2 dudes buy 10 vinyl pressing machines in Mexico

  Comments


  • RAJRAJ tenacious local 7,783 Posts
    It is cool. but is it sustainable. See my baseball card thread. There's a huge vinyl section at Barnes and noble, but nobody thumbing through the $30 Chicago greatest hits reissues. I heard cassettes are making a come back.

  • LaserWolfLaserWolf Portland Oregon 11,517 Posts
    NYT had a nice story about a pressing plant in Eastern Europe.
    Guy who owns it knew vinyl was on the way out when he bought it.
    Now he is scouring Africa for more presses.
    Still he does not expect it to last.

  • asstroasstro 1,754 Posts
    I think it's gonna level off but ultimately enough people are buying now that to prove that the current resurgence is more than a fad. Agreed that record companies need to quit with the $30 "audiophile" reissues of classic rock chud though.

    B/W http://www.bloomberg.com/news/videos/2015-09-01/the-last-audio-cassette-factory

  • I think newly pressed records will always have a niche - it's a bigger niche now than a few years back but not huge, and never will be. But that's what niche means.
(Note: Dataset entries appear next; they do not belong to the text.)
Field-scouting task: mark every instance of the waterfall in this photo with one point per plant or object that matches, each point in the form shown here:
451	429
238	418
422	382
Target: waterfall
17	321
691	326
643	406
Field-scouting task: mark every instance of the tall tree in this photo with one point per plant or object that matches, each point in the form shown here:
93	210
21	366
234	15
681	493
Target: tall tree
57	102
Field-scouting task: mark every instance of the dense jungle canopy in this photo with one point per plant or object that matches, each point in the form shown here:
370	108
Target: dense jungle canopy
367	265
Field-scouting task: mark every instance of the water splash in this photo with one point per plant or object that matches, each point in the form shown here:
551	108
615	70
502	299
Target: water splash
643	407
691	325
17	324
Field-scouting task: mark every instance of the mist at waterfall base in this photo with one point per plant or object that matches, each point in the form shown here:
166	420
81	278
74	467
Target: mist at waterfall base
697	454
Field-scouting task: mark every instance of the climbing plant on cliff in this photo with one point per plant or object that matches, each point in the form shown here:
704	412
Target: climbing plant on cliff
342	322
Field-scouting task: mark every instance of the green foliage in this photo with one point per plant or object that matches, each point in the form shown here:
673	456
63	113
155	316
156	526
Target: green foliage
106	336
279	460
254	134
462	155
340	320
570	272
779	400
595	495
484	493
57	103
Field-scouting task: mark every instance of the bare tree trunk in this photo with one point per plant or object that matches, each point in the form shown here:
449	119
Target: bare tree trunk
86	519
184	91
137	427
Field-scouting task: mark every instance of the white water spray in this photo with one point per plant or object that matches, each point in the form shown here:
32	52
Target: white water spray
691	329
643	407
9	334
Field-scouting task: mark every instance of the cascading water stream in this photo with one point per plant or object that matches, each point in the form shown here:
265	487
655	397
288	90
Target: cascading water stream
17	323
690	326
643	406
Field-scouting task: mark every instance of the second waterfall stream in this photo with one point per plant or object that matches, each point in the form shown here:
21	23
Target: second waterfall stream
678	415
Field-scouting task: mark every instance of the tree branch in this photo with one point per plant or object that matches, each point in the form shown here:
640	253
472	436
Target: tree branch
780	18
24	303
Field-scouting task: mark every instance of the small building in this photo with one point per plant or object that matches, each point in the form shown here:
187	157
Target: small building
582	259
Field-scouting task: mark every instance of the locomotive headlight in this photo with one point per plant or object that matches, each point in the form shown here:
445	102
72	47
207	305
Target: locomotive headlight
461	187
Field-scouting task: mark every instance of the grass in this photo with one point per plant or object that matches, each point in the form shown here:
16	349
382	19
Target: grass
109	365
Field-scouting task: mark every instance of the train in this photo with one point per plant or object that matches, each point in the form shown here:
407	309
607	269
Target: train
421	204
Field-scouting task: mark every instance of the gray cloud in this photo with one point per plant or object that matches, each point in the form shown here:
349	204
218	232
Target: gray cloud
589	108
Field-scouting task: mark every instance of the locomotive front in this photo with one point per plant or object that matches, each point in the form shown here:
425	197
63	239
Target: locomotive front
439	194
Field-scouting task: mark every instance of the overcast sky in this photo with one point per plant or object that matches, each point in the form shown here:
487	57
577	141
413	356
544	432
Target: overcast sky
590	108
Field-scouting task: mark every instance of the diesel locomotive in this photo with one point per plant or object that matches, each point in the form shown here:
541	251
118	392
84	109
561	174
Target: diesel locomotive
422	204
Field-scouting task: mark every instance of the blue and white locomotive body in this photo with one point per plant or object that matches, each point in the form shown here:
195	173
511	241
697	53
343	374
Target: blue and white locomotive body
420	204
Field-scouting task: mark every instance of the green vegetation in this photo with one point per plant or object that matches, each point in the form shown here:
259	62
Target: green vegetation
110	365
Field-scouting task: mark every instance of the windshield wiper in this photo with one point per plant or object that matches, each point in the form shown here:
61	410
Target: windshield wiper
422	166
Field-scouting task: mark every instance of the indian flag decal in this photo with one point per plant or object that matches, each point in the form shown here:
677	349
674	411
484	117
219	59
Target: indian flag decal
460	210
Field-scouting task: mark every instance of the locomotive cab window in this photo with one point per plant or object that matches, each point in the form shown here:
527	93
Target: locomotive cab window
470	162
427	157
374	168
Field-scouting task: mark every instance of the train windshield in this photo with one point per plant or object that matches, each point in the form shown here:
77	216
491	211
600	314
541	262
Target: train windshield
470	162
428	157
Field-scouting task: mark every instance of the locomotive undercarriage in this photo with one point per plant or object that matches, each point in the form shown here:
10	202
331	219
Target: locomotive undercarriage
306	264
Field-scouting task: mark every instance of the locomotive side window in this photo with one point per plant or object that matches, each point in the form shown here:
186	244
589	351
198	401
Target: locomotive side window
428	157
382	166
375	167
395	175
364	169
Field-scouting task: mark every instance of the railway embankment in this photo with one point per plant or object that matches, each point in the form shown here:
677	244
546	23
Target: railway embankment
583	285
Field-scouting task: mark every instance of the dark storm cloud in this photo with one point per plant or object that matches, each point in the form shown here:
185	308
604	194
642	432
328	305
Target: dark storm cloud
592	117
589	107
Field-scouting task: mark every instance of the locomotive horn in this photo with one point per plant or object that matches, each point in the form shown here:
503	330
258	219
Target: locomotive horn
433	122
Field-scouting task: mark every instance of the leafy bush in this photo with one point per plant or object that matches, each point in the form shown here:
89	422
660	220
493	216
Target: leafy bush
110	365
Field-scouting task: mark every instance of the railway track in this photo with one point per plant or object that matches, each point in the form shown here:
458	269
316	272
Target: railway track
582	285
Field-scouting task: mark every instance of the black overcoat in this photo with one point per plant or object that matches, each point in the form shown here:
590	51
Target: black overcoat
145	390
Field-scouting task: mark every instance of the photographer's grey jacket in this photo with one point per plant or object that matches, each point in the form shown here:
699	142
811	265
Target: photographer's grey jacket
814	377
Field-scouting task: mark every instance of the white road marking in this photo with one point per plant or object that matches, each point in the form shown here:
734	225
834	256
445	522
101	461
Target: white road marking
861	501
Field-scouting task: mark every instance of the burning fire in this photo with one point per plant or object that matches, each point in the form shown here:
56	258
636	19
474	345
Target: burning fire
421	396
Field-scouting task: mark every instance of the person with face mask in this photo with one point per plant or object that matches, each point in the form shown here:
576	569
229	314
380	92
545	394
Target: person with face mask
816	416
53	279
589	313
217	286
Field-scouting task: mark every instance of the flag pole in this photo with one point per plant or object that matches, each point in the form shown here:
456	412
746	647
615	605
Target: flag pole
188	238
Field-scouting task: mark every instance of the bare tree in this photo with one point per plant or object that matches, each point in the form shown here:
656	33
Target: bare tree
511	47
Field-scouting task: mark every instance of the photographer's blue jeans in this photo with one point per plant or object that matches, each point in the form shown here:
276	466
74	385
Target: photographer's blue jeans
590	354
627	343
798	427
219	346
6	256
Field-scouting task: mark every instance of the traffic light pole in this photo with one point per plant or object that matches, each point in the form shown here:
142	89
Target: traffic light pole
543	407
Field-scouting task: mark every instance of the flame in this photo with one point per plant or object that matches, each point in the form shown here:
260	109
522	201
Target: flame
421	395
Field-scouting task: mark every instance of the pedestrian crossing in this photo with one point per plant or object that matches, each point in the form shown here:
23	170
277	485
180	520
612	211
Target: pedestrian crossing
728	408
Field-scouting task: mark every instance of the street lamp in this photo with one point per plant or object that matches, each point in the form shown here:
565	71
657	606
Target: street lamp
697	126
    And as it stands now, with mustache-twirler types buying 30 dollar Fleetwood Mac reissues or whatever, there obviously aren't enough presses to cope with demand without original music ending up on 6-month pressing plant waitlists. There's totally room for expansion of production, even if at the consumer level it plateaus and levels off again. Plus I've heard nightmare service stories about pretty much every major pressing plant out there, so the more competition they have the better.

  • LaserWolfLaserWolf Portland Oregon 11,517 Posts
    BTW, a pressing plant recently opened in Portland, promising to support local vinyl.